General Electric is involved in nearly every area of the clean energy market: solar engineering, wind manufacturing and development, LED lighting, distributed natural gas, metering and submetering, and grid analytics are just some of its major touch points.
It's also a dominant force in conventional generation, monitoring 1,600 gas and steam turbines that represent nearly one-quarter of the world's power plants.
With such a diverse array of energy assets under its control, GE has become a prodigious producer and consumer of data. Energy engineers at the conglomerate's remote monitoring center are analyzing ten times more data today than they were five years ago -- bringing new insights, while also creating new complications for the data-crunching infrastructure.
The energy market is just one piece of GE's total business, which also includes healthcare, aviation and rail transportation, manufacturing, mining and water processing. As GE expands the industrial internet and uses sensors to track the performance of everything it builds, the company is generating thousands of terabytes of data for customers.
But even a mighty giant like GE is having a hard time keeping up with it all.
“Big data is growing so fast that it is outpacing the ability of current tools to take full advantage of it,” said GE's Vice President of Software Bill Ruh in a statement about the company's new approach to data.
That's why GE made a $105 million equity investment in Pivotal, a big data analytics firm, in April of last year. Over the last sixteen months, the two companies have been working on a new way of sifting through that growing pool of information. And today, they announced the result: a "data lake."

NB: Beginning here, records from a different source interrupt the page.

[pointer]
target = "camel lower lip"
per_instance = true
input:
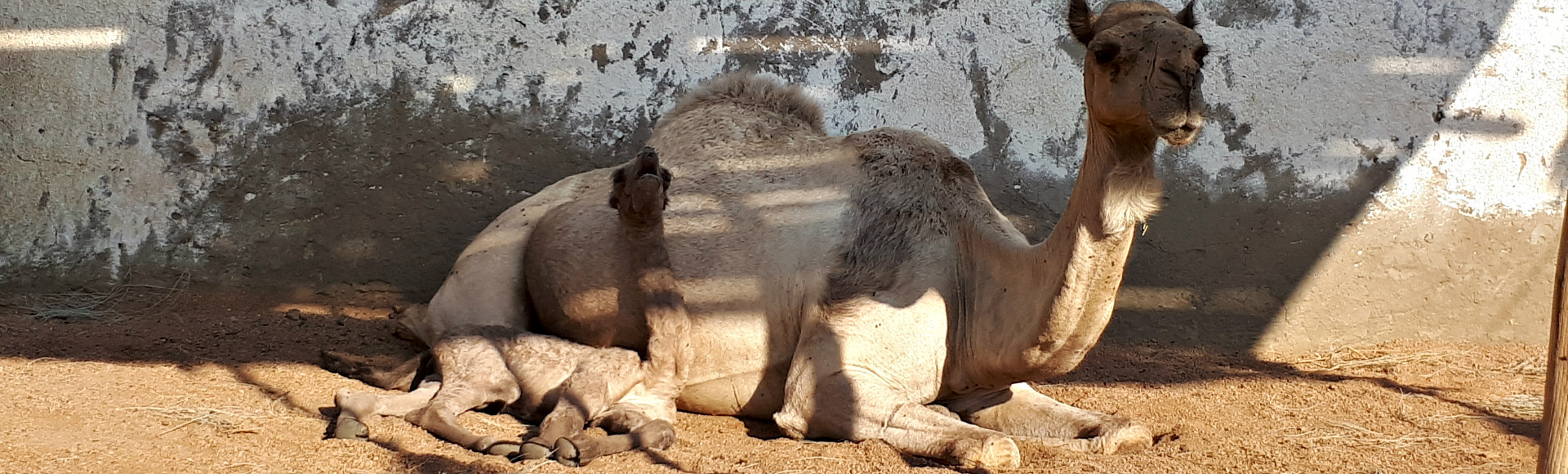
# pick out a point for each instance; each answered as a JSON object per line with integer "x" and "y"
{"x": 1179, "y": 138}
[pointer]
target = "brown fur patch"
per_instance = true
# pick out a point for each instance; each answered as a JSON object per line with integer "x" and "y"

A data lake, enabled by the open-source software Hadoop, is simply a collection of information in its raw format. Rather than process the data and file it away in a rigid way, GE and Pivotal are storing it in its original form and sifting through it when needed.
GE says it can process information 2,000 faster and ten times cheaper than traditional methods -- reducing analysis run times from months to days or even minutes.
Dave Bartlett, the CTO of GE's aviation business, gave a very helpful -- and biologically specific -- description of the data lake:
Bartlett, who studied biology and ecosystems before he jumped into computer science, uses a biological metaphor to describe the data lake concept. “A data lake is like a pond in the woods -- a richly diverse ecosystem,” he says. “You have complex food webs composed of millions of organisms, from algae and plants all the way up to top predators. Other factors such as water depth, available oxygen, nutrient levels, temperature, salinity and flow create the context of an intricate, interconnected ecosystem. If you throw a line in the water, you never know what you will catch. It is an exciting place to fish! The questions and analytical opportunity are almost limitless.”
"On the other hand,” he says, “a more traditional database is more like a fish farm where all the species have been preclassified and fed the same diet and health supplements. Some intensive tanks even employ biosecurity measures -- a [significant] contrast from the rich, open natural ecosystem. If you throw a line in the water here, you have a pretty good idea of what you will catch! While useful, it has more limitations as to what it can teach us.”
GE's "fishing pole" will be its Predix software, the company's analytics platform connecting devices to the industrial internet.
So far, the data lake is only being used for airlines. GE has analyzed 15,000 flights for its customers, and plans to scale up to 10 million flights by next year. But the method will eventually be expanded to all its major industries, including energy.
The possibilities are endless, given GE's deep reach into energy infrastructure. For example, as the company moves into the grid analytics space and sells software for managing outages, understanding customer behavior and monitoring demand, GE could potentially gain an advantage by offering this kind of analytics service. The data-crunching method also has potential for better understanding energy use in commercial buildings, manufacturing plants and within the home.